Francisco Tomás González Cabañas. / vía correo electrónico



Foto: redes sociales


Una de las frases en la que quedó simbolizado el pensamiento de Lacan, es sin dudas el apotegma de “no existe relación sexual”. Devenido en un significante del pensamiento del “no todo”, tantas cosas se dicen y podrán decir del psicoanalista francés, pero claro que lo más sustancial, o sintomático, como transgresivo, tiene que ver precisamente, con lo que no ha sido pensado aún del legado mismo de sus consideraciones, estructuradas bajo la modalidad instaurada de seminarios.

Pensar en términos lacanianos, consiste para no pocos en una “forclusión” de lo real, es decir en un rechazo concluyente, del accionar y por ende del sentir desde lo simbólico y alucinar conceptos o concepciones que fuguen los nudos que sujetan al sujeto en las sujeciones, de las que estamos constituidos y somos constituyentes.


En síntesis, en nuestra condición de seres deseantes, al no haber concreción, siquiera del acto sexual, dado que lo sustituimos, bajo las máscaras, de lo femenino y masculino, obliteramos la posibilidad, cosificando el lazo, a través de los órganos, sobre todo los genitales, navegando en la vaguedad incierta de lo desconocido, como en la caprichosa fórmula insensata de continuar flotando, fluyendo, deviniendo en las borrascosas aguas que tensan la disputa eterna entre la libertad y el nudo.


Construimos el fantasma asentado en el guión de lo inconsciente, que nos permite ser al mismo tiempo y perforando el principio de no contradicción y por ende la lógica y su aspiración cientificista, autor, narrador y espectador, vivenciando el fenómeno de la vida, desde incluso lo no vivido, o bajo el imperio que nos impone el significante muerte y sus consecuencias.

Tal cómo ocurre en el plano existencial, desde el pliegue de lo individual, privado o privativo, escribimos los trazos de la trama, en la arena o en el campo de lo público, de lo privado, en el escenario en donde desandamos la tensión de la horda.

A diferencia de la tribu, y en una resignificación de pueblo, masas o ciudadanía, tal como lo definió Paco Vidarte, en su vida y obra, la horda, es sin duda el ámbito en donde los sujetos nos hemos privado de los alcances de ser algo que ansíe o pretenda, comprender la posibilidad de ir más allá de nuestras propias instintividades a los que en algún momento las herimos de muerte.


No podemos ni queremos, ni nos ha sido dado retornar a ellas, tal vez, nos quede el profundizar el fantasma que nos posibilite la relación sexual, sin que la misma devenga en la reproducción y nos quedemos con el certificado extendido de que la humanidad no tiene sentido, bajo tal sentido, de ser continuada.

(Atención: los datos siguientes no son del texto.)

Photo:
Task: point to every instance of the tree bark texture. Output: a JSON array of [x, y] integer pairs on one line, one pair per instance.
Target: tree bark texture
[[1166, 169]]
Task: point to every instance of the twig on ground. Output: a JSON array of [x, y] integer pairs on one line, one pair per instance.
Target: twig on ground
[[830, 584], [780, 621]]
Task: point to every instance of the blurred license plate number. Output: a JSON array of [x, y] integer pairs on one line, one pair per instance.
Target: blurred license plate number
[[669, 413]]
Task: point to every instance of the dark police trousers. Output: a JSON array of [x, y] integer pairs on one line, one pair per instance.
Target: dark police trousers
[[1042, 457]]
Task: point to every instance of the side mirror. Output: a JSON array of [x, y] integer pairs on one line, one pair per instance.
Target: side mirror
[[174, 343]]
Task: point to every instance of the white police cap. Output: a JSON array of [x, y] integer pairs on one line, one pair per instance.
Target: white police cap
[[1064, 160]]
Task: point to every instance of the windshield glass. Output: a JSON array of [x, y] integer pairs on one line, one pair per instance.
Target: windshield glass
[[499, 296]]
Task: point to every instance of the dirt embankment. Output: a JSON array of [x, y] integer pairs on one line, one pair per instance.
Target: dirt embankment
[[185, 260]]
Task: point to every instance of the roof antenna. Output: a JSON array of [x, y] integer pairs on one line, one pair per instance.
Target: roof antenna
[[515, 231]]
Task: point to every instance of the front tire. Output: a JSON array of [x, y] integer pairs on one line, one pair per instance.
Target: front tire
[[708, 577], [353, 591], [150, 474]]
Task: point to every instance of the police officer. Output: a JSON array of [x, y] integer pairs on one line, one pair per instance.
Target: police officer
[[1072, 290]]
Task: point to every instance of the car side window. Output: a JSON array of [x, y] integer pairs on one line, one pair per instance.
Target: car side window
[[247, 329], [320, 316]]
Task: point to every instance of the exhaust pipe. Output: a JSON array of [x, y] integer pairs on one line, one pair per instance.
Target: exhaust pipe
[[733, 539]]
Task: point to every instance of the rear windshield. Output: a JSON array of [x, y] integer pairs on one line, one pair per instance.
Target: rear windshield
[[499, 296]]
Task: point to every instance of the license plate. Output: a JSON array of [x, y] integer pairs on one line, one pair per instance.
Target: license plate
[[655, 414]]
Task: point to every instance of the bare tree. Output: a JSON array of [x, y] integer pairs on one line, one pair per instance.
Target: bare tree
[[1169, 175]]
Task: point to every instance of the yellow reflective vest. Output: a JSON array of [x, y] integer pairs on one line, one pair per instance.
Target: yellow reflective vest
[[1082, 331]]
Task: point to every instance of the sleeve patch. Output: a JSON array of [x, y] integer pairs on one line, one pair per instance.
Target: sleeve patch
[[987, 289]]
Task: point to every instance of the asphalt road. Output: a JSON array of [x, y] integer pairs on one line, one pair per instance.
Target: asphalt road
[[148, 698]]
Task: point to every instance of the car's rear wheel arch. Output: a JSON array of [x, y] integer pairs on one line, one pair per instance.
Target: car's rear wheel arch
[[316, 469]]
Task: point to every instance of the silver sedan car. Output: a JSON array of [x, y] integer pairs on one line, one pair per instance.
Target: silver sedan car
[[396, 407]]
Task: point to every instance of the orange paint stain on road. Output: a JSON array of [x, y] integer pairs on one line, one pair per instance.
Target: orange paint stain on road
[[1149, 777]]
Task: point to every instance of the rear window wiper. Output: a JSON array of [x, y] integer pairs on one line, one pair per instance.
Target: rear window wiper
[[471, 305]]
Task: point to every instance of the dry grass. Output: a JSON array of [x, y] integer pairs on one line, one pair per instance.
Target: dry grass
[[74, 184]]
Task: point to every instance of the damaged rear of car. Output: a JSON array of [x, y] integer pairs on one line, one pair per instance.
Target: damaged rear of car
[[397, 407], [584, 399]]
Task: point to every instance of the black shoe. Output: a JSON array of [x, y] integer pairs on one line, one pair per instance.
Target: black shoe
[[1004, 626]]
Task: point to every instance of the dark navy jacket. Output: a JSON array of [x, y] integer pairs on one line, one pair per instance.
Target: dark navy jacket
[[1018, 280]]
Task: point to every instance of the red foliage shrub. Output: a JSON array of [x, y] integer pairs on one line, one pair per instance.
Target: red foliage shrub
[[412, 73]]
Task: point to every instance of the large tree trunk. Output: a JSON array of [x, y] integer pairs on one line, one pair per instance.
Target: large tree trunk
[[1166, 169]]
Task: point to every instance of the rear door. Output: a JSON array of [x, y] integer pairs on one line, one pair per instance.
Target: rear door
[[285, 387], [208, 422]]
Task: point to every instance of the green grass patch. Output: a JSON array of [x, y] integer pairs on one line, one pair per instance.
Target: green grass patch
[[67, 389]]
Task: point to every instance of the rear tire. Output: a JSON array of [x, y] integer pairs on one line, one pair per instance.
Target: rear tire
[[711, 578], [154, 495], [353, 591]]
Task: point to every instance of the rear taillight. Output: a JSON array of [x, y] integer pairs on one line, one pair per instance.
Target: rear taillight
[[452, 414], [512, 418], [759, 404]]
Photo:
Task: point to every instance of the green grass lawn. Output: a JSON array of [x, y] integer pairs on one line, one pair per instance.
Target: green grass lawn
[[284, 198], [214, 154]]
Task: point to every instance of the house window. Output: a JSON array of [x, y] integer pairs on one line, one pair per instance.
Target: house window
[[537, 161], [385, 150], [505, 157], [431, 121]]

La democracia no existe por esto mismo. No puede haber sujeto que desee algo más que el deseo mismo, muchas veces inconexo como inexpresado. Es imposible que alguno de los existentes podamos sostener en continúo una idea general a la que alguna vez no traicionemos o la que no perforemos mediante la naturaleza ambigua de nuestras dudas y contradicciones que nos impulsan al mar o la corriente, en donde quedamos a expensas de esas fuerzas que nos exceden. En este imposible, surge la prometedora insensatez de la representación. El fantasma constituido de la representatividad opera como expectativa y se imprime en el registro simbólico cómo la ley del padre en su función, como la ley a secas, deviniendo el poder en un registro de lo jurídico, normativo y normal.


El deseo suspendido, posibilita la sensación de la transgresión, dentro de las reglas de la horda, subvertida en tribu civilizada, bajo el significante amo de lo democrático.


Convivimos con la muerte a diario de cientos o millones de esos otros que no somos, llamados prójimos, próximos o hermanos, pero nos reflejamos en esa representatividad que precisamente no concreta, ni nunca se realiza, como el acto sexual, sino a través de estos mecanismos, formulaciones o teatralizaciones de lo simulado.


Nunca habrá una elección ni llamado a la misma, en donde la horda, travestida de pueblo, sea consultada sí desea continuar viviendo bajo los términos democráticos, o sí desea un despotismo ilustrado, o el sistema que fuese.


La democracia reina en la amplitud de su imposibilidad, en todo lo que no realiza y promete, en una política que deifica la muerte, cómo aquel ámbito que nos espera, inerte, para que librados a suerte, nos consustanciemos con el deseo que nos determina, ayer, ahora y siempre.